The facility failed to properly assess a resident, identified as Resident R52, for smoking safety, which is a requirement under §483.25(d) to ensure the resident environment remains as free of accident hazards as possible. The facility's policy mandates that during the admission process, residents are asked about their smoking habits and intentions, and those who affirmatively respond are further assessed for smoking safety awareness. This assessment is also required on readmission, quarterly, and with any significant change in the resident's condition. However, the Smoking Risk form completed on 10/8/24 incorrectly stated that Resident R52 does not smoke and intends to remain non-smoking, despite the resident's clinical record indicating nicotine dependence and current tobacco use. Interviews with Resident R52 and the Registered Nurse Assessment Coordinator (RNAC) confirmed that the resident is indeed a smoker, who smokes three times a day. This discrepancy highlights the facility's failure to accurately assess and document the resident's smoking status, which is crucial for ensuring adequate supervision and safety measures are in place to prevent accidents. The oversight was acknowledged by the RNAC, who confirmed the facility's failure to properly assess the resident's smoking risk on the specified date.

Plan Of Correction

Resident #52 was assessed for smoking safety awareness and safety accommodations are implemented.

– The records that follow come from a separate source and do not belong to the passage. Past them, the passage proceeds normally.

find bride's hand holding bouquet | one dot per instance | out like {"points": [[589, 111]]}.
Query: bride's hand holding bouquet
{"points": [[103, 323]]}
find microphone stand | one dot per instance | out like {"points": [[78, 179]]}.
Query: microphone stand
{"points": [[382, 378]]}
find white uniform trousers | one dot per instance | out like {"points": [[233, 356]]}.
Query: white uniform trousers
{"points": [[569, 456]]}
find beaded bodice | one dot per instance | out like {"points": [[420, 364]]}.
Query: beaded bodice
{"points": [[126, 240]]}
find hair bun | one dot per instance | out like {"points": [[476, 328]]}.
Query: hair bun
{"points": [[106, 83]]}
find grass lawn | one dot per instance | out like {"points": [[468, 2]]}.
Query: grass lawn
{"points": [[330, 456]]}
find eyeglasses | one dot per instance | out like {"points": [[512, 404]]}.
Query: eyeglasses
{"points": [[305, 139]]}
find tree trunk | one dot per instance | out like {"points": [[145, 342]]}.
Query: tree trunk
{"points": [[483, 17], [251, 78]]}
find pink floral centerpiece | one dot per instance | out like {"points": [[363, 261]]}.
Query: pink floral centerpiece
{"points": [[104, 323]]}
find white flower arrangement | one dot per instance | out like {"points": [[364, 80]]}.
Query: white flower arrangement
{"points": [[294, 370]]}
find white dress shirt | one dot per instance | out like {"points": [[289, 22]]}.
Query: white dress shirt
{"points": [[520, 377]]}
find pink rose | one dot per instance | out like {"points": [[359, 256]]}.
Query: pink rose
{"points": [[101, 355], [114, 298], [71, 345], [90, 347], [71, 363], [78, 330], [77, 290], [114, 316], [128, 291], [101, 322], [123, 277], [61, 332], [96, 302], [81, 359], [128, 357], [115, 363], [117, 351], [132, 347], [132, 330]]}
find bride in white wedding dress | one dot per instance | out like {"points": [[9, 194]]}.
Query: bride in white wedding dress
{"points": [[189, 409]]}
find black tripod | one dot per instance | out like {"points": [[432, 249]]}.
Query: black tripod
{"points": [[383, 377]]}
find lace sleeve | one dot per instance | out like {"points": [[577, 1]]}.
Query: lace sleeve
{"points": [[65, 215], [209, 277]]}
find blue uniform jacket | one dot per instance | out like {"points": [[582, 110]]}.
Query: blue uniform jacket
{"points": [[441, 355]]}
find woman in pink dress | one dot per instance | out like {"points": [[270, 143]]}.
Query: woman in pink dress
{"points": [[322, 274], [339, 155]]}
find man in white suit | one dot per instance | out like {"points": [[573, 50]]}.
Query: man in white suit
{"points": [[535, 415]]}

To identify other residents that have the potential to be affected, the DON/designee completed an audit of current residents to ensure residents have smoking assessments that reflect current status and reasonable safety accommodations are implemented as needed. Corrections will be made as needed. To prevent this from recurring, the RDCS provided education to licensed nursing on the requirements of completing smoking assessments on the need to implement safety accommodations. To monitor and maintain ongoing compliance, the NHA/designee will audit 3 residents weekly x4, then monthly x2 to ensure smoking assessments are completed per policy to reflect resident current status and that safety accommodations are implemented as indicated. Negative findings will be addressed. Ad Hoc education will be provided as needed. The results of the audits will be forwarded to the facility Quality Assurance Performance Improvement (QAPI) committee for further review and recommendations.